I really appreciate if you point me to the right direction. at the moment is giving an error __init__() takes 3 positional arguments but 4 were given
I also don’t have any idea how can I do it for mask of images (my task is segmentation)

It seems you are passing the torchvision.transforms.functional methods to transforms.Compose instead of the classes.
In case you would like to use the functional API, you could just apply these methods in your __getitem__ method:

if any([img in image for img in self.transform_images]):
    t_image = tf.rotate(t_image, 10)
    t_image = tf.affine(t_image, 0, (0, 0), 0.2, 0.2)

Or alternativelywrap them in transforms.Lambda:

transform = transforms.Compose([
    transforms.Lambda(lambda x: TF.rotate(x, 10)),
    transforms.Lambda(lambda x: TF.affine(x,
                                          angle=0,
                                          translate=(0, 0),
                                          scale=0.2,
                                          shear=0.2))
])

I just assumed, you would like to set the scale and shear argument to 0.2. If that’s not correct, you should of course correct my code.

1 Like

@ptrblck Thanks a lot.

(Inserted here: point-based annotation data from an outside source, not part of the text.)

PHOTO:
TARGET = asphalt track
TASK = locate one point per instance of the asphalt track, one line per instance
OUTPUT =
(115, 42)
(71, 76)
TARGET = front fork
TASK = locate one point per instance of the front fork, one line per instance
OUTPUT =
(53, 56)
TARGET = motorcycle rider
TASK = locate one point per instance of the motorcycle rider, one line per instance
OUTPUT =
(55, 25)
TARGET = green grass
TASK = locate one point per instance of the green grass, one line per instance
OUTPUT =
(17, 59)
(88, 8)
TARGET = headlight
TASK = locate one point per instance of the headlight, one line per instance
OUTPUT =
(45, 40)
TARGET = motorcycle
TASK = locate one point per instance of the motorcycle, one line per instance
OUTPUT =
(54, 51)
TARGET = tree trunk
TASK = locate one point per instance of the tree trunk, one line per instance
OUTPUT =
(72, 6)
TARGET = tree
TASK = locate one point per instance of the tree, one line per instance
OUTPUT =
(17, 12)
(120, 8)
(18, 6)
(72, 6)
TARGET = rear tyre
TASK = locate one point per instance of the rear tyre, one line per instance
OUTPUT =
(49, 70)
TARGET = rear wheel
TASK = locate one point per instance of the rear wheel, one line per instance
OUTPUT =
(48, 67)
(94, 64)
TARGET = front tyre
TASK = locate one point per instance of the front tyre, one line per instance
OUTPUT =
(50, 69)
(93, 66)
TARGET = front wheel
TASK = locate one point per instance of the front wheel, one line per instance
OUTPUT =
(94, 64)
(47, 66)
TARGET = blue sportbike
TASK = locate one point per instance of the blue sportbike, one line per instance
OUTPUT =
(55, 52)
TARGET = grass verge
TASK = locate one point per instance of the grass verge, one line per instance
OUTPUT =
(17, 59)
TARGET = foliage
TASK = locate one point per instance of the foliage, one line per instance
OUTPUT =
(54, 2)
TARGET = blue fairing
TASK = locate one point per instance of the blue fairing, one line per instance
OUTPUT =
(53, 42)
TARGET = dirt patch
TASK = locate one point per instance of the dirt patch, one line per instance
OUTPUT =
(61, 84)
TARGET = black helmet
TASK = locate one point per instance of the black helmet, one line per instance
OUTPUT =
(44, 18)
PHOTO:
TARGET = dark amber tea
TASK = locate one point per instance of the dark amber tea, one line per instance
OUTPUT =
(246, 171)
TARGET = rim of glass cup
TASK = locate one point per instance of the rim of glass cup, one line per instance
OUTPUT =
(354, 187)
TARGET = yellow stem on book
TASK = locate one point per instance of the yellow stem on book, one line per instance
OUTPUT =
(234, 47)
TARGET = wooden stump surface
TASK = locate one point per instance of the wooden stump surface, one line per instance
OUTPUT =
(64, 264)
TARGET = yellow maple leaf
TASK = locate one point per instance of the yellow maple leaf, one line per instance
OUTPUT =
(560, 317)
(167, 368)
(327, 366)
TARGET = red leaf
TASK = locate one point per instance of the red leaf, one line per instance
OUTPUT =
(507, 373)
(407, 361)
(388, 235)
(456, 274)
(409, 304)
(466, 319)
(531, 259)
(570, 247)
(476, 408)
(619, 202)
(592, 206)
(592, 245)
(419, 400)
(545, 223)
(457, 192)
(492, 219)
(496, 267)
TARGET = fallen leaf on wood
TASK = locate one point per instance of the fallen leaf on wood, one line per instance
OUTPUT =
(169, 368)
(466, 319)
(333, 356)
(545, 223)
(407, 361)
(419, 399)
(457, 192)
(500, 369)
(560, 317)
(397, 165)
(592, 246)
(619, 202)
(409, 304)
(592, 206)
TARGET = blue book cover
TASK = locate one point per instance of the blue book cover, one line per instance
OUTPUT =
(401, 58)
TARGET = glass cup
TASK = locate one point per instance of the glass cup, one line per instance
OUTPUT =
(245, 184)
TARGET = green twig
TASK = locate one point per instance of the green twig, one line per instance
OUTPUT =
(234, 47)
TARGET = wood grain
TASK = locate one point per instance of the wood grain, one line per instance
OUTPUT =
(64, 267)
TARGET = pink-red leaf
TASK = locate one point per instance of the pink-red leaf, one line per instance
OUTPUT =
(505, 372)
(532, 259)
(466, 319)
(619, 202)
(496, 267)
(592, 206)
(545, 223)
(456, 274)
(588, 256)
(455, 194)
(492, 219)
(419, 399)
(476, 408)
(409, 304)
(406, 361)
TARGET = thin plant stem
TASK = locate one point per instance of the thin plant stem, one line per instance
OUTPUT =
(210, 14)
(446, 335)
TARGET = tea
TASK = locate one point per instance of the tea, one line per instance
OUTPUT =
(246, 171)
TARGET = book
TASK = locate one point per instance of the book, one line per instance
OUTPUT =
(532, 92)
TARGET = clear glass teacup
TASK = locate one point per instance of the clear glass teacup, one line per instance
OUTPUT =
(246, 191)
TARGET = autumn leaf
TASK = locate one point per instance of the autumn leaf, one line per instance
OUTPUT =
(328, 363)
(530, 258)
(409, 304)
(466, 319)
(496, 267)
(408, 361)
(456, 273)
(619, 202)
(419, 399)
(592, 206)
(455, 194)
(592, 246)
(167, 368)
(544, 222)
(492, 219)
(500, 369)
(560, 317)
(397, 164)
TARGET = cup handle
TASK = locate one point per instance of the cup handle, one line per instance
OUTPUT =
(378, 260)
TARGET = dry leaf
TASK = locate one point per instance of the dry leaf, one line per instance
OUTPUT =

Also, my main problem is apply augmentation on specific indices. In the second above snippet, which is splitting the dataset and define the dataloader do I need to make a list of indices which need to be augment? Is there any example for this?

Try to pass a list containing all images names which should be transformed.
In __getitem__ you should compare the current image_path not the image itself.
Here is a simple example for a folder containing 5 images:

class CustomDataset(Dataset):
    def __init__(self, image_paths, transform_images):   
        self.image_paths = image_paths
        self.transform_images = transform_images
        self.transformm = transforms.Lambda(lambda x: TF.affine(x,
                                                                angle=0,
                                                                translate=(0, 0),
                                                                scale=0.2,
                                                                shear=0.2))
    
    def __getitem__(self, index):
        image = Image.open(self.image_paths[index])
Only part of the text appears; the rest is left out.